- Directed by: Anas Ba-Tahaf
- Written by: Sarah Taibah
- Produced by: Anas Ba-Tahaf; Sara Alghabra; Gianluca Chakra; Mohamed Hefzzy; Ahmed Teama;
- Starring: Yagoub Alfarhan; Sarah Taibah;
- Cinematography: Shawn Pavlin
- Edited by: Anas Ba-Tahaf; Hisham Fadel;
- Music by: Firas Abou Fakher
- Production companies: Front Row Productions; Film Clinic; Rotana Studios; Arabia Pictures Group;
- Distributed by: Front Row Filmed Entertainment
- Release dates: 8 December 2025 (Red Sea); 25 June 2026 (Saudi Arabia);
- Running time: 115 minutes
- Country: Saudi Arabia
- Language: Arabic

= A Matter of Life and Death (2025 film) =

2025 film by Anas Ba-Tahaf

A Matter of Life and Death is a 2025 Saudi Arabian romantic comedy film directed by Anas Ba-Tahaf and starring Yaqoub Alfarhan and Sarah Taibah, who also wrote its script.
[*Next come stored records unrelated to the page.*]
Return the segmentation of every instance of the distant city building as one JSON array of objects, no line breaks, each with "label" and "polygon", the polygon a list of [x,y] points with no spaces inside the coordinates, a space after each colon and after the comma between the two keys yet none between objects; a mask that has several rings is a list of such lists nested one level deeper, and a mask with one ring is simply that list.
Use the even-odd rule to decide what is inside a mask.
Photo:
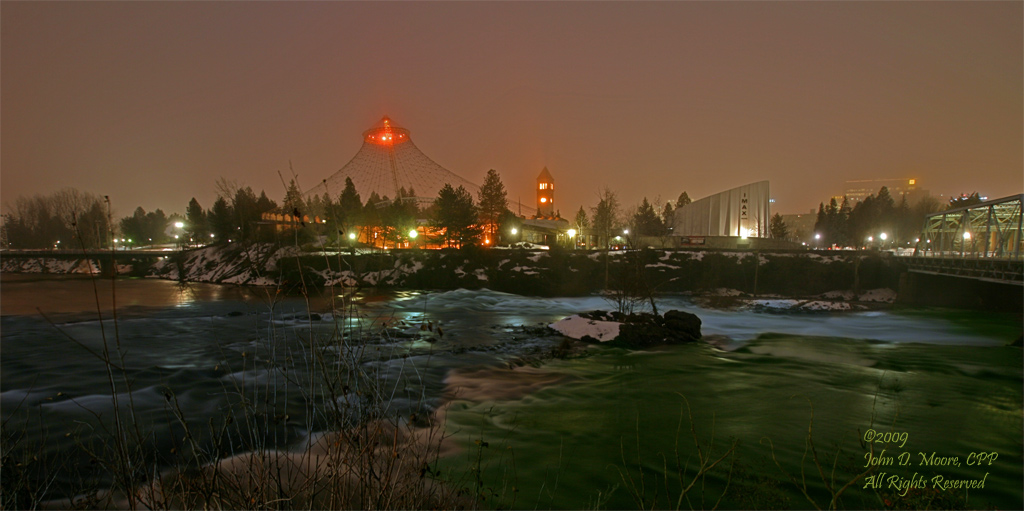
[{"label": "distant city building", "polygon": [[883,186],[889,189],[889,195],[897,204],[904,196],[908,203],[914,204],[928,195],[928,190],[921,189],[917,179],[857,179],[846,182],[843,195],[838,196],[836,202],[842,204],[845,196],[850,207],[853,207],[869,195],[878,195]]},{"label": "distant city building", "polygon": [[768,181],[743,185],[683,206],[673,213],[673,236],[768,237]]},{"label": "distant city building", "polygon": [[782,215],[782,223],[789,230],[789,238],[809,242],[814,240],[814,224],[818,222],[818,212],[813,209],[809,213]]}]

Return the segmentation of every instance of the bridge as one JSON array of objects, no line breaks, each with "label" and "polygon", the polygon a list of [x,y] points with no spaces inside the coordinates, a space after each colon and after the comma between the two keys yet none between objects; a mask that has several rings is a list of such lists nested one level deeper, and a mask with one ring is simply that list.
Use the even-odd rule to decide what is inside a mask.
[{"label": "bridge", "polygon": [[901,259],[913,273],[947,275],[1024,287],[1021,203],[1011,195],[925,218],[913,256]]}]

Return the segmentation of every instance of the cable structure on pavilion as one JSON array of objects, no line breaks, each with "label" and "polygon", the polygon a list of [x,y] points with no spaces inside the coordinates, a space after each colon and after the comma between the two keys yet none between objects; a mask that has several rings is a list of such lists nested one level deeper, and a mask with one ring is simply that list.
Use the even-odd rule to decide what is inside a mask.
[{"label": "cable structure on pavilion", "polygon": [[327,192],[337,197],[345,189],[345,178],[352,178],[364,201],[376,192],[382,199],[400,198],[427,205],[445,184],[454,188],[461,185],[474,196],[480,188],[423,154],[412,142],[409,130],[395,125],[387,116],[363,132],[362,147],[344,167],[307,195]]}]

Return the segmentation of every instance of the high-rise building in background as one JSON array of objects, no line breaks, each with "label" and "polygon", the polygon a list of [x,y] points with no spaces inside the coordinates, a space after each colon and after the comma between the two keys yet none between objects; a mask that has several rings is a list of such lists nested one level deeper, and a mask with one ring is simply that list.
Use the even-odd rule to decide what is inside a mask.
[{"label": "high-rise building in background", "polygon": [[889,195],[897,204],[902,197],[907,198],[907,203],[914,204],[928,195],[928,190],[922,189],[917,179],[856,179],[845,183],[843,195],[837,198],[837,202],[842,203],[845,196],[853,207],[869,195],[878,195],[883,186],[889,189]]}]

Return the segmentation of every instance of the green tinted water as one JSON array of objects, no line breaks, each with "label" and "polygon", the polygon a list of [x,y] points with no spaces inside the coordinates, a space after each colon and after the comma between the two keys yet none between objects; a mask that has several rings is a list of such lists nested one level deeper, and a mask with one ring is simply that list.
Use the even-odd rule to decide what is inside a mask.
[{"label": "green tinted water", "polygon": [[[840,507],[885,507],[915,473],[933,493],[935,476],[984,479],[969,493],[937,492],[949,502],[1024,504],[1020,349],[766,334],[734,352],[706,344],[597,351],[546,364],[571,378],[521,399],[456,401],[447,418],[466,451],[446,466],[469,469],[462,484],[495,506],[563,509],[710,508],[720,497],[722,508],[814,507],[784,473],[800,479],[803,468],[811,499],[827,507],[818,468],[804,458],[813,407],[813,446],[826,479],[835,464],[836,488],[864,470],[868,430],[906,433],[902,448],[876,445],[894,460],[871,474],[880,487],[860,480]],[[680,501],[699,464],[695,444],[713,460],[733,442],[735,455]],[[920,453],[933,452],[959,466],[924,464]],[[998,458],[968,466],[974,452]]]}]

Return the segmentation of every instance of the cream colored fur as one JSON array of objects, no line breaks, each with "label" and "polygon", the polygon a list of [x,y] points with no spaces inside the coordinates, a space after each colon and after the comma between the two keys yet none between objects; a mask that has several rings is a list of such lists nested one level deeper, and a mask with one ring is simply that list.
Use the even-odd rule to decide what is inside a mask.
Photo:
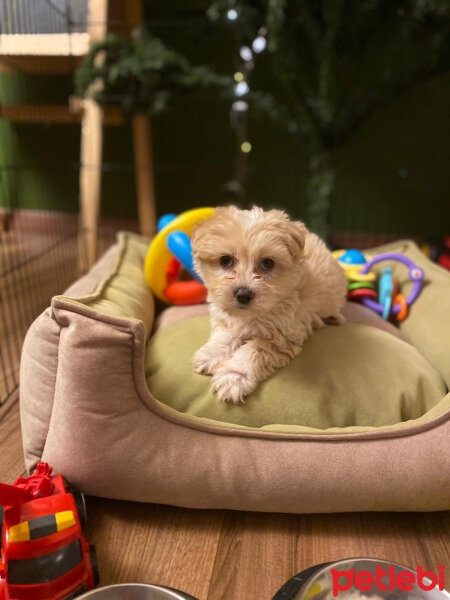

It premiered at the 2025 Red Sea International Film Festival.

== Production ==
The film was announced in December 2024, which included an announcement of its production studios, its director and cast, and Front Row Filmed Entertainment as responsible for its Middle East and North Africa distribution and global sales. Principal photography began in Jeddah, Saudi Arabia in January 2025.

== Critical reception ==
Red Sea Film Festival Foundation CEO Faisal Baltyuor stated that the film, "represents the growing strength of Saudi women in cinema and the emergence of romance as a dynamic new genre in the Kingdom."

Deadline called A Matter of Life and Death "one of the quirkiest local romantic comedies to come out of Saudi Arabia since the lifting of its 35-year cinema ban in 2017."